2138. A mandatary is bound to fulfill the mandate he has accepted, and he shall act with prudence and diligence in performing it.
He shall also act honestly and faithfully in the best interests of the mandatory, and shall avoid placing himself in a position where his personal interest is in conflict with that of his mandatory.
2146. The mandatary may not use for his benefit any information he obtains or any property he is charged with receiving or administering in the performance of his mandate, unless the mandator consents to such use or such use arises from the law or the mandate.
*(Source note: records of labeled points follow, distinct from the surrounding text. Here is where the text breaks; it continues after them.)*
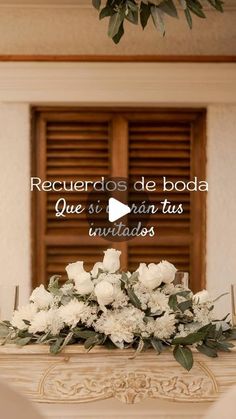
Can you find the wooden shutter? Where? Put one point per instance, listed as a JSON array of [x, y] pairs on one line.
[[70, 144], [170, 144]]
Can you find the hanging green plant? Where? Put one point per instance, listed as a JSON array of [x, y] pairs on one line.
[[136, 11]]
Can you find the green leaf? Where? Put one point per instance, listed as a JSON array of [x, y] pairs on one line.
[[184, 357], [105, 12], [96, 4], [119, 34], [196, 9], [4, 330], [114, 24], [56, 346], [158, 19], [224, 346], [132, 17], [212, 353], [157, 345], [168, 7], [133, 298], [145, 13], [188, 18], [94, 340], [23, 341], [189, 339]]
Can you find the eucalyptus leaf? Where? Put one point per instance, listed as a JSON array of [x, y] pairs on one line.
[[157, 17], [114, 24], [212, 353], [23, 341], [145, 13], [96, 4], [188, 18], [56, 346], [4, 330], [119, 34], [168, 7]]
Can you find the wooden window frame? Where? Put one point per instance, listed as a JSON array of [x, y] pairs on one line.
[[198, 200]]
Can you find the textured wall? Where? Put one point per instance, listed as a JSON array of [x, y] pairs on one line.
[[76, 30], [15, 202], [221, 210]]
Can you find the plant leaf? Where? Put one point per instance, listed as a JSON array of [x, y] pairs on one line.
[[114, 24], [145, 13], [119, 34], [184, 357], [196, 9], [105, 12], [96, 4], [212, 353], [4, 331], [168, 7], [188, 18], [56, 346]]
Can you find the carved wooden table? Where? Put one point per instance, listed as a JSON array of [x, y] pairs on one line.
[[115, 384]]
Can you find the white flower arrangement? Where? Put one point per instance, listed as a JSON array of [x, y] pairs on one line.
[[142, 310]]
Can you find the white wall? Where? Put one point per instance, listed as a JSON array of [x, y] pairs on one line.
[[14, 202]]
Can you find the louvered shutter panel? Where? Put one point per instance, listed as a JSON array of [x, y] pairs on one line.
[[169, 145], [68, 147]]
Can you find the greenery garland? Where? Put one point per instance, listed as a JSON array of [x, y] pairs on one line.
[[136, 11]]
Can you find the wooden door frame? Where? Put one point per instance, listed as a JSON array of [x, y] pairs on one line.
[[197, 116]]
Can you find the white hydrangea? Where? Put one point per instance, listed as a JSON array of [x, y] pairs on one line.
[[120, 325], [47, 321], [67, 289], [120, 298], [83, 283], [41, 297], [26, 312], [96, 267], [111, 260], [112, 278], [76, 311], [164, 326]]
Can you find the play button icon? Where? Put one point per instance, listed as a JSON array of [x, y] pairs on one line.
[[117, 209]]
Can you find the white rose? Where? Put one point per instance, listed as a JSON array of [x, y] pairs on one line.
[[201, 297], [96, 267], [111, 260], [74, 269], [150, 276], [104, 292], [42, 298], [168, 271], [83, 283]]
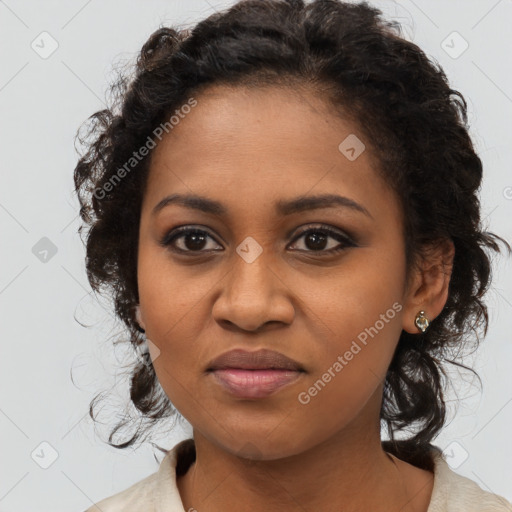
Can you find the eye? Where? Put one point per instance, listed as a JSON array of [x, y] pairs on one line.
[[317, 240], [190, 239]]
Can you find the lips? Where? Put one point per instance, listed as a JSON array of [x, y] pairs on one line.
[[260, 360], [254, 374]]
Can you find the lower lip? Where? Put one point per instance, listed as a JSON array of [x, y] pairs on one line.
[[254, 383]]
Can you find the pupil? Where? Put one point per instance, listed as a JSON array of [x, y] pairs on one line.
[[318, 241], [197, 241]]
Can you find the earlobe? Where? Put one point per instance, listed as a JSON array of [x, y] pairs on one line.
[[429, 291], [138, 317]]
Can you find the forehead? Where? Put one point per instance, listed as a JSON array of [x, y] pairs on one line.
[[244, 145]]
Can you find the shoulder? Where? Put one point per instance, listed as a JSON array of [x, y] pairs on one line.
[[157, 491], [135, 498], [455, 493]]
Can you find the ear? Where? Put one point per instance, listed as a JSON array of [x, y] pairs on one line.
[[429, 283], [138, 317]]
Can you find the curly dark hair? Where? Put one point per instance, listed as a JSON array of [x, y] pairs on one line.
[[415, 124]]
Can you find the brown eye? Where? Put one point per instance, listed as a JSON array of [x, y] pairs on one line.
[[324, 239], [189, 240]]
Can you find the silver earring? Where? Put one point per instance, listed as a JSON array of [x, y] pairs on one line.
[[421, 321]]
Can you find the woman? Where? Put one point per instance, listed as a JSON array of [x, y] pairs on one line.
[[283, 205]]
If the mandatary uses the property or information without authorization, he shall indemnify the mandator by paying, in addition to any indemnity for which he may be liable for injury suffered, in the case of information, an amount equal to the enrichment he obtains or, in the case of property, appropriate rent or the interest on the sums used.
Conflicts of interest
The concept of a conflict of interest (art. 324 CCQ) stems from the duty of loyalty, which entails acting at all times in the best interest of the corporation. Despite the theoretical simplicity of this obligation, its practical application is not always straightforward.
Among the obvious pitfalls, one can think of cases where directors would be using confidential information or corporate property for their own benefit, or unduly profiting from business opportunities as a result of their role. A director must avoid placing himself in a position of conflict between the interests of the corporation and his own interests or those of persons close to him. In the event of such a conflict, the director must immediately declare its existence to the board and refrain from taking part in discussions in that regard, and above all from voting on the matter.
But what about more complicated cases like that of a nominee director specifically appointed to the board by one or more shareholders? These more complex situations often occur where control of the corporation is held by a limited number of shareholders. The directors appointed by the controlling shareholders will naturally tend to have the interests of those they “represent” at the top of their minds. However, once appointed to the board, such directors must not give precedence to the interests of the shareholders who voted for them if those interests are at odds with those of the corporation. This basic principle is unfortunately often neglected in practice.
When the situation does become problematic because of the negative impact of a corporate decision on a group of shareholders or other stakeholders in particular, the existence of a conflict of interest will generally be one of the primary grounds relied on to challenge and attempt to overturn a board decision, or at the least obtain a financial compensation.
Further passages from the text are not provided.